Lo studio dello Spallanzani che demolisce il Green Pass

finanziato dal Ministero della Sanità

di Stefano Pezzola

Il metodo scientifico è la modalità tipica con cui la scienza dovrebbe procedere per raggiungere una conoscenza della realtà oggettiva, affidabile, verificabile e condivisibile.
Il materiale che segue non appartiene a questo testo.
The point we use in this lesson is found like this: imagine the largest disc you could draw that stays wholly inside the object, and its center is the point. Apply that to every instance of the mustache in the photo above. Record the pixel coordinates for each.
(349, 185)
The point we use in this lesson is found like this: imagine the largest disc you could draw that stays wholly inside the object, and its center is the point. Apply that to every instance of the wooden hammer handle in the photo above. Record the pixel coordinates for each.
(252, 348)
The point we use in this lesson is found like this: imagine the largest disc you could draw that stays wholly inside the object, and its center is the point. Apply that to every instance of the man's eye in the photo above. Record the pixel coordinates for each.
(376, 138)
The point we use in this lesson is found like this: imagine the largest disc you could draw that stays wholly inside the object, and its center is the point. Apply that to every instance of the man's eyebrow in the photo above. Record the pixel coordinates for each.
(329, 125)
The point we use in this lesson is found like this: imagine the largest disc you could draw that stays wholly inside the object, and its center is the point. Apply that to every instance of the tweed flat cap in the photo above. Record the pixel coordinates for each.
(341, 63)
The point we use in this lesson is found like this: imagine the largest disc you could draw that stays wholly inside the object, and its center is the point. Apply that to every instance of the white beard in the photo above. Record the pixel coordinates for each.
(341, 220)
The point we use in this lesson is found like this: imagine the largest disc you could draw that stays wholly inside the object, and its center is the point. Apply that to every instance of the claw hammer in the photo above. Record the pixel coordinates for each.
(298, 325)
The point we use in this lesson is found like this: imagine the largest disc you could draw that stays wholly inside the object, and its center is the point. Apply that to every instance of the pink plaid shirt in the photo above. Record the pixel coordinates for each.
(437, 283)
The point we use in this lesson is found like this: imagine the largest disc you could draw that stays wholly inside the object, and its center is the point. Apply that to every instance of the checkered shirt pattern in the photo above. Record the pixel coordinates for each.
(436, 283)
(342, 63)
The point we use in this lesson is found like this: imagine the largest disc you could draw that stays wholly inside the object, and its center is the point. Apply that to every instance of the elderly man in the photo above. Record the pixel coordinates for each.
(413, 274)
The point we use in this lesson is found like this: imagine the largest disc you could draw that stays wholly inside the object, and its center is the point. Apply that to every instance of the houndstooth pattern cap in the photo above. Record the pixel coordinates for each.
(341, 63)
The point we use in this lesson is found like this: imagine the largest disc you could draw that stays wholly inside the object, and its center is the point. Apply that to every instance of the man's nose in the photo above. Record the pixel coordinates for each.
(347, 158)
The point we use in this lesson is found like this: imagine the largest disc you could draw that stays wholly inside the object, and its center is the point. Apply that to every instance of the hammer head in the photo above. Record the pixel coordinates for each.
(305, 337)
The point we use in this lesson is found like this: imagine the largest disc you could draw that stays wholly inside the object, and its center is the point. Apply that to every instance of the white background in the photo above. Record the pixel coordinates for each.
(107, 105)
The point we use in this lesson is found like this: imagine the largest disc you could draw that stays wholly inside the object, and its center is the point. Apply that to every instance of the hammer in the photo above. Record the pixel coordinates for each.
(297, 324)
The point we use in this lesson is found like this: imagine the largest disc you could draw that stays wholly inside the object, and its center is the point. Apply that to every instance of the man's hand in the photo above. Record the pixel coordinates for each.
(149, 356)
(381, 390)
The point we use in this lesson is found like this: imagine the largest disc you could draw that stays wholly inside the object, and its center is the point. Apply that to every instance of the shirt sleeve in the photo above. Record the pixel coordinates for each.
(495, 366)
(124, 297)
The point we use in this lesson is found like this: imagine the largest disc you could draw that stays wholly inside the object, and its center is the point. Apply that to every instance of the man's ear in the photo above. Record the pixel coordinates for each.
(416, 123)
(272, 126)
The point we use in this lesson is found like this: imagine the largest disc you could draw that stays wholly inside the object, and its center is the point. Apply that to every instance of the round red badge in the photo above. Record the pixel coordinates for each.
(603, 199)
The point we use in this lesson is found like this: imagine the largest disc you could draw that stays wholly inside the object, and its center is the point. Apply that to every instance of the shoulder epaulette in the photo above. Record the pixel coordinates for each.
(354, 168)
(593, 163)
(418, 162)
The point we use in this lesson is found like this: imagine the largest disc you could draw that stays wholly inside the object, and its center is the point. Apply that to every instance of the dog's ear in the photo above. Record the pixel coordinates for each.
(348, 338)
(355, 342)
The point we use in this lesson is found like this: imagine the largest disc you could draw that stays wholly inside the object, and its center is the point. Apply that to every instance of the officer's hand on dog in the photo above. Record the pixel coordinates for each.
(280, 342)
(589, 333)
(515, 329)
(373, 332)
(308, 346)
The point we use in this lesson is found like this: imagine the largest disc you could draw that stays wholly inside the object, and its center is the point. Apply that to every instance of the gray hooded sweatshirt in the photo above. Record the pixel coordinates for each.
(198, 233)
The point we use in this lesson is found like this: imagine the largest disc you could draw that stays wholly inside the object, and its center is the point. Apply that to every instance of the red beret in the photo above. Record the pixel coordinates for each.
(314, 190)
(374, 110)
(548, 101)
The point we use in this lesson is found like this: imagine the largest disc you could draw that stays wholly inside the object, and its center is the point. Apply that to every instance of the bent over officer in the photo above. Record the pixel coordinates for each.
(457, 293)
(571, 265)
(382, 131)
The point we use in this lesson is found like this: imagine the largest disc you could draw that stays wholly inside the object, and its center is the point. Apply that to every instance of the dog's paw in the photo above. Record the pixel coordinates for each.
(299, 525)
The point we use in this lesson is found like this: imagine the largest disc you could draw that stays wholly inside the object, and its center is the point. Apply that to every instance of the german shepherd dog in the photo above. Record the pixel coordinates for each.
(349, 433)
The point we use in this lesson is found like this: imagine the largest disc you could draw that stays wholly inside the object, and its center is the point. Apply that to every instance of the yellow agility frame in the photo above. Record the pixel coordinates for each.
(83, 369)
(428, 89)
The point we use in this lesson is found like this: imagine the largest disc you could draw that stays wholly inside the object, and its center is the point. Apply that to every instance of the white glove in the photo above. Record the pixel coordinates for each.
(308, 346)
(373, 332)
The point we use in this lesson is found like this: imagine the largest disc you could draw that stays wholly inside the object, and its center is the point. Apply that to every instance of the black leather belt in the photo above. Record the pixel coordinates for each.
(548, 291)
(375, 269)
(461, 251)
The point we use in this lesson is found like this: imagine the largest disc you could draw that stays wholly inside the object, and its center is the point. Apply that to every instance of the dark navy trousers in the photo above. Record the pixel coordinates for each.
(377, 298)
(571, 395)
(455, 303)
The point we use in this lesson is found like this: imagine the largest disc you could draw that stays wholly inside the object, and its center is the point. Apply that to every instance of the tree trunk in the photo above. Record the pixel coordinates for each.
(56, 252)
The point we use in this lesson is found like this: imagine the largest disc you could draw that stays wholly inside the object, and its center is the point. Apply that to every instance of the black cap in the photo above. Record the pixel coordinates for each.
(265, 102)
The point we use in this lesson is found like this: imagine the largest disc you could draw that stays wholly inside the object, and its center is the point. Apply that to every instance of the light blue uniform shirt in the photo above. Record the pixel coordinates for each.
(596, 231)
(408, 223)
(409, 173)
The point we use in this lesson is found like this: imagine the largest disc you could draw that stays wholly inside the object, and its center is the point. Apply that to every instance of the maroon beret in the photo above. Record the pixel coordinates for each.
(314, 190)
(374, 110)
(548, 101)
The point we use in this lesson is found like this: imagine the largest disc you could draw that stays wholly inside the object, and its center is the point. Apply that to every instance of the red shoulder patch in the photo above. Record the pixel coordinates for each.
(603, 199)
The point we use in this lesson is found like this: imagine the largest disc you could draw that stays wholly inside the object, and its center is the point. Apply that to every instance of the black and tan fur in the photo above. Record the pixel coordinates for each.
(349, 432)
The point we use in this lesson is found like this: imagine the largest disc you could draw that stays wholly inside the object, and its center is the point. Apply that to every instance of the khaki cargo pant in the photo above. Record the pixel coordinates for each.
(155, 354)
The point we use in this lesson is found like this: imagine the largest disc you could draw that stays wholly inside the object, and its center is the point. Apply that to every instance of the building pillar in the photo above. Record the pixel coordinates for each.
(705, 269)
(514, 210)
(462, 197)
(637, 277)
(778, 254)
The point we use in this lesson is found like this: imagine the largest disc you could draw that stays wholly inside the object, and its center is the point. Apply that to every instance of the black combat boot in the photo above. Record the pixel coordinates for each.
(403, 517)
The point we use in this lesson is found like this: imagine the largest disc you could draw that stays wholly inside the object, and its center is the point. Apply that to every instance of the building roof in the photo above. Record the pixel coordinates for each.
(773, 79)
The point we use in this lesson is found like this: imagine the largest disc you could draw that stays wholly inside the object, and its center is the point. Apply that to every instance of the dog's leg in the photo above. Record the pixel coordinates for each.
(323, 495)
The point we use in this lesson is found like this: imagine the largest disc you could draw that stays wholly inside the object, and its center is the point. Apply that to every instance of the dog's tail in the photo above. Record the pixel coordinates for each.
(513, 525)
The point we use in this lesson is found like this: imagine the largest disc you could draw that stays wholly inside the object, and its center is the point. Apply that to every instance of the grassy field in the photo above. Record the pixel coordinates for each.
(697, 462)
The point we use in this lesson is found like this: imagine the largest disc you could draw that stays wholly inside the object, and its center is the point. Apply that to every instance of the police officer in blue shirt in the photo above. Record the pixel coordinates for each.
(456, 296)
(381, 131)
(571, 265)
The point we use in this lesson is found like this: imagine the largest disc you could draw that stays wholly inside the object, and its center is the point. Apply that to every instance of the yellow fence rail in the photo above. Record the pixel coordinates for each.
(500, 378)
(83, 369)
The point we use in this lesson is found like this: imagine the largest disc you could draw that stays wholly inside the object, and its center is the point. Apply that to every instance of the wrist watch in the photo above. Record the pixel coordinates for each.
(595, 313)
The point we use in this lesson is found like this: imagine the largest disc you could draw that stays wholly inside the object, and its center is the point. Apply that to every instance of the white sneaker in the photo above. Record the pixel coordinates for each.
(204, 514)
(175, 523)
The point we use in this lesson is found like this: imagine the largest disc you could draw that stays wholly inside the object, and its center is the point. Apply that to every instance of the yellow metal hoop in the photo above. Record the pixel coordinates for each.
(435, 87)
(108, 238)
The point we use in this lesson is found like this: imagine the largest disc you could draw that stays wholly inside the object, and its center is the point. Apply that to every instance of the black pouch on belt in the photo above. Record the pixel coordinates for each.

Esso consiste, da una parte, nella raccolta di dati empirici sotto la guida delle ipotesi e teorie da vagliare; dall’altra, nell’analisi rigorosa, logico-razionale e, dove possibile, matematica di questi dati, associando cioè, come enunciato per la prima volta da Galilei, le «sensate esperienze» alle «dimostrazioni necessarie», ossia la sperimentazione alla matematica.

Lo studio dell’Istituto Spallanzani segue certamente il metodo scientifico.

Uno studio verificabile e ben circostanziato.

Adesso non rimane che attendere la verifica del mondo scientifico – dalla quale se mi permette il lettore togliamo d’emblè Burioni, Pregliasco, Bassetti e Capua – quella verifica fatta di conferme e/o confutazioni su riviste scientifiche, supportate da numeri e ricerche.

Intanto però leggiamo con attenzione i risultati della ricerca dello Spallanzani:

I nostri dati mostrano che gli individui vaccinati che si infettano dopo la vaccinazione, sebbene rappresentino una piccola percentuale della popolazione vaccinata (0,3% nel nostro contesto), possono portare elevate cariche virali nel tratto respiratorio superiore, anche se infettati molto tempo dopo la seconda dose, cioè quando avrebbe dovuto essere sviluppata l’immunità correlata al vaccino.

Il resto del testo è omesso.